Im Falle der Flüchtlinge steht und fällt der Erfolg der sprachlichen und beruflichen Qualfizierung mit dem jeweiligen Asylstatus. Von der rechtlichen Situation hängt nicht nur für die Asylbewerber, sondern auch für die Ausbildungsbetriebe sehr viel ab. „In Lahr ist die Zahl der Afrikaner sehr hoch“, erklärt Tobias Lander. „Einerseits ist deren Engagement sich fortzubilden sehr groß, da ihre Anerkennungsquote recht niedrig ist, andererseits steht die Gefahr einer Abschiebung oft im Raum. Auch Thomas Wulff, Fachlehrer für Kfz-Lackierer an der BaMaLa, beobachtet täglich, dass die Bereitschaft zur Integration und das Engagement zur Berufsausbildung gerade bei Ayslbewerbern mit unklarem Anerkennungsstatus sehr hoch ist. „Generell lässt sich sagen, dass mit einer Ausbildungsstelle die Gefahr einer Abschiebung deutlich geringer ist. Und ein erfolgreicher Abschluss ist der beste Weg, um Asyl zu bekommen. Eine vernünftige politische Lösung für dieses Problem ist dringend notwendig, denn über Lehrlinge wie Abubakar und Abdalla können sich die Handwerksbetriebe eigentlich nur freuen.“

Evelyn Becker


Testen und Fördern

Einmal im Jahr veranstaltet die BaMaLa einen Diagnosetag, bei dem Lehrbetriebe und ausbildungsinteressierte Jugendliche Informationen zur Ausbildungsreife erhalten.Foto: BaMaLa

Das Problem ist bekannt: Sprach- und Bildungsdefizite bei potenziellen Auszubildenden erschweren oder verhindern die klassische duale „Standard“-Ausbildung in Betrieb und Berufsschule. Ob die Sprachkenntnisse potenzieller Auszubildender ausreichend sind, um eine Ausbildung durchzuziehen, lässt sich vorab schlecht beurteilen –
ein hohes Risiko für Ausbildungsbetriebe.

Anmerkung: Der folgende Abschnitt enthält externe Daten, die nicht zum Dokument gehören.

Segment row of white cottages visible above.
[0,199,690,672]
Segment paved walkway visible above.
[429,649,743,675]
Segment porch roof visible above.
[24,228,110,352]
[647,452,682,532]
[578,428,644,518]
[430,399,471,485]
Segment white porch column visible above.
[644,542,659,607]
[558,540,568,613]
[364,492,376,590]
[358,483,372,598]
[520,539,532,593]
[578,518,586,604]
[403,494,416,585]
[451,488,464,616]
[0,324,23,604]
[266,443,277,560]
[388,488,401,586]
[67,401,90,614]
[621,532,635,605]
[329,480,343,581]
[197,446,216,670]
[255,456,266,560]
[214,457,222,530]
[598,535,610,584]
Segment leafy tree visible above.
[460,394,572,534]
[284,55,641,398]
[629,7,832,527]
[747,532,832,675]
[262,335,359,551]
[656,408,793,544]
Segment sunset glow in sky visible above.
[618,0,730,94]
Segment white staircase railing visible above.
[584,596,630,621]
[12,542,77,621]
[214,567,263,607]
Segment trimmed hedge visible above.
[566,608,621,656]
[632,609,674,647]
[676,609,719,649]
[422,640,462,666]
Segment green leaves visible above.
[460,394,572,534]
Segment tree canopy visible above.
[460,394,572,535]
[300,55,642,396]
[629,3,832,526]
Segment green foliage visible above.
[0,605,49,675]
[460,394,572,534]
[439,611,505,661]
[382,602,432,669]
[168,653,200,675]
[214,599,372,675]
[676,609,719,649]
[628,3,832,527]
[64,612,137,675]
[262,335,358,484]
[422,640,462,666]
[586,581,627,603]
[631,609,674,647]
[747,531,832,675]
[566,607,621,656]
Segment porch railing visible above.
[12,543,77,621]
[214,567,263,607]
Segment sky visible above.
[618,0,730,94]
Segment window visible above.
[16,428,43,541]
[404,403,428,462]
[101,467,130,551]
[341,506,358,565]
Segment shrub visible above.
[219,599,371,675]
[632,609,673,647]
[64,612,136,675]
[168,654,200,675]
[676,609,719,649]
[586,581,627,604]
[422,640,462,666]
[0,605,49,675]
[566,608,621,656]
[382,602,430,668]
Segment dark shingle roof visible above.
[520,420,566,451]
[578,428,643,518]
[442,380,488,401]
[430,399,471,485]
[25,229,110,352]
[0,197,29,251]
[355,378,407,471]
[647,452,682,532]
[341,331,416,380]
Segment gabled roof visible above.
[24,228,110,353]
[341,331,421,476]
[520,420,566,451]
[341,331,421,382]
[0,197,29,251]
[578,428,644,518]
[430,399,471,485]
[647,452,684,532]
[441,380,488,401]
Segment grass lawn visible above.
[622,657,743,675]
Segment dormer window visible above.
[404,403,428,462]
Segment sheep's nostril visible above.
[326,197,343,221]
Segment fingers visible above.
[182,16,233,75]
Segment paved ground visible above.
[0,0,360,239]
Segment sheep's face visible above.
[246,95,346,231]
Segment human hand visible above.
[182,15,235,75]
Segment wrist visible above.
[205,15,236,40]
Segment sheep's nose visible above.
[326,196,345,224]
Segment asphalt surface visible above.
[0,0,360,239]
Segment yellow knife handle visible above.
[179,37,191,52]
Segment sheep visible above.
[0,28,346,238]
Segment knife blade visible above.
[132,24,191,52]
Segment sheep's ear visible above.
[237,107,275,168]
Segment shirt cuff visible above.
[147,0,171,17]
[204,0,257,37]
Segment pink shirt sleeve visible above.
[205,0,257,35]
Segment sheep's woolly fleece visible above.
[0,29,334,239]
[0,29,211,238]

Die Lösung: Ein Test zur Feststellung sprachlicher und anderer Kenntnisse von Ausbildungsanfängern. Dafür veranstaltet die BaMaLa einmal im Jahr einen Diagnosetag, bei dem Lehrbetriebe und ausbildungsinteressierte Jugendliche Informationen zu ihrer Ausbildungsreife erhalten. Mehr noch: Auf Basis der Ergebnisse dieser Diagnose lassen sich individuelle Fördermaßnahmen entwickeln, die eine erfolgreiche Ausbildung unterstützen.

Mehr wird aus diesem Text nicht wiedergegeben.